Ryanair announced last Thursday it will stop flying from three regional airports in France due to what it calls a ‘harmful tax’ hike on airplane tickets, urging the French government to reverse its policy.
The low-cost airline plans to withdraw from Bergerac, Brive, and Strasbourg, cutting routes to Ireland, Portugal, and Scotland, unless the tax is scrapped. It is the fourth airport dropped by the company since the spring, when it also cut service to Vatry.
This follows similar moves in Belgium and Denmark, where Ryanair reduced services in response to rising aviation taxes. France is now the latest target in a campaign that pits European governments against one another over what Ryanair sees as excessive levies.
The trigger was the 182% increase in the French Solidarity Tax, which is set to rise from €2.63 to €7.44 per passenger on domestic and intra-European flights in March 2025. While the French government claims that the tax supports sustainable transport and climate goals, Ryanair maintains that it penalises low-cost carriers and undermines regional connectivity.
“This astronomical tax makes France less competitive compared to other EU countries such as Ireland, Spain, and Poland, which do not impose any air taxes,” the airline said in a statement.
The French government’s increase of the solidarity tax on air tickets (#TSBA) goes in the wrong direction.

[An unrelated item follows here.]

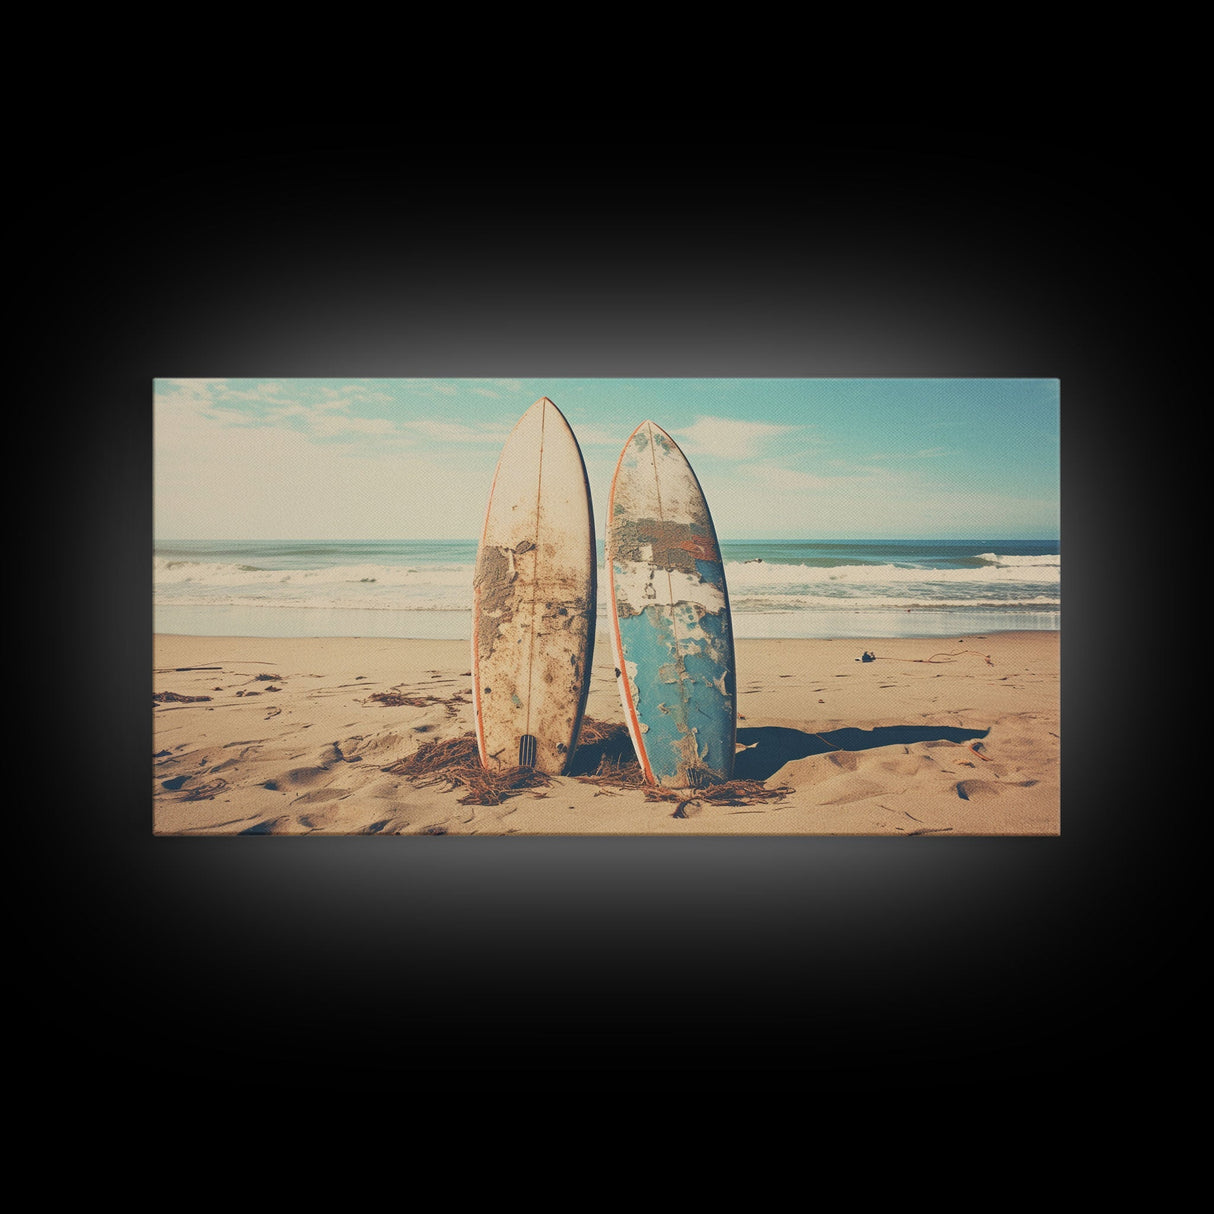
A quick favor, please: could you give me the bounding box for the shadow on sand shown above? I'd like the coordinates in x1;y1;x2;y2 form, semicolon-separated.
733;724;991;782
567;722;640;777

It will reduce connectivity, harm consumer welfare, and divert funds from #decarbonisation 📉
Unilateral measures like this are not the right solution. pic.twitter.com/Ap9FiGlAaS
— Airlines for Europe (A4E) (@A4Europe) February 10, 2025
Ryanair estimates that the tax will cost the company €108 million annually, resulting in the cancellation of 25 routes, the loss of 750,000 passengers and a 13% reduction in winter capacity in France. The company has warned that this decision will have a negative impact on tourism, jobs and economic growth, particularly in underserved regions.
“At a time when France should be focusing on recovery and growth, Ryanair has no choice but to reduce its capacity for winter 2025 by 13 percent due to the French government’s failure to act against this harmful air tax,” said Jason McGuinness, Ryanair’s chief commercial officer.
While France is now presented as a cautionary example, Ryanair’s actions elsewhere in Europe show a more complex picture. Spain, for instance, is now listed by the airline as a ‘tax-free’ EU country – yet its regional airports tell a different story. In February, Ryanair cut 12 routes and 800,000 seats from smaller Spanish airports, citing excessive charges from operator Aena – prompting accusations of ‘blackmail’. Meanwhile, it increased capacity at major hubs such as Madrid, Málaga, and Alicante, suggesting that cost, not just tax policy, drives its decisions.
This tactic is not new. Back in February, when Ryanair threatened to pull out of two Danish airports, the company said it would redirect growth to “competing EU countries like Sweden, Italy and Hungary, who are abolishing their aviation taxes to promote connectivity, traffic, jobs and economic growth”.
Two weeks later, the same countries were praised by a Ryanair spokesperson in criticism of Belgium’s planned tax hike. The spokesperson stated that, rather than “abolishing aviation taxes and cutting airport charges to maintain competitiveness and stimulate traffic growth”, the new Belgian government was “proposing to increase its aviation tax on ordinary passengers by up to 150%”.
In France, the Transport Ministry responded by freezing the current tax rate until the end of 2026, but Ryanair says this is not enough. “The French government has failed to cancel an excessive increase in air tax,” the company said.
Unless the levy is reversed, Ryanair warns that it will redirect investment to more favourable markets. The airline has promised to invest $2.5 billion in France, base 25 new aircraft there, and create 750 new jobs if the tax is scrapped.
As Europe attempts to balance climate targets with aviation growth, Ryanair’s stated policy is to reward countries with low or no aviation taxes by increasing routes and investment and to reduce operations in those that impose higher levies.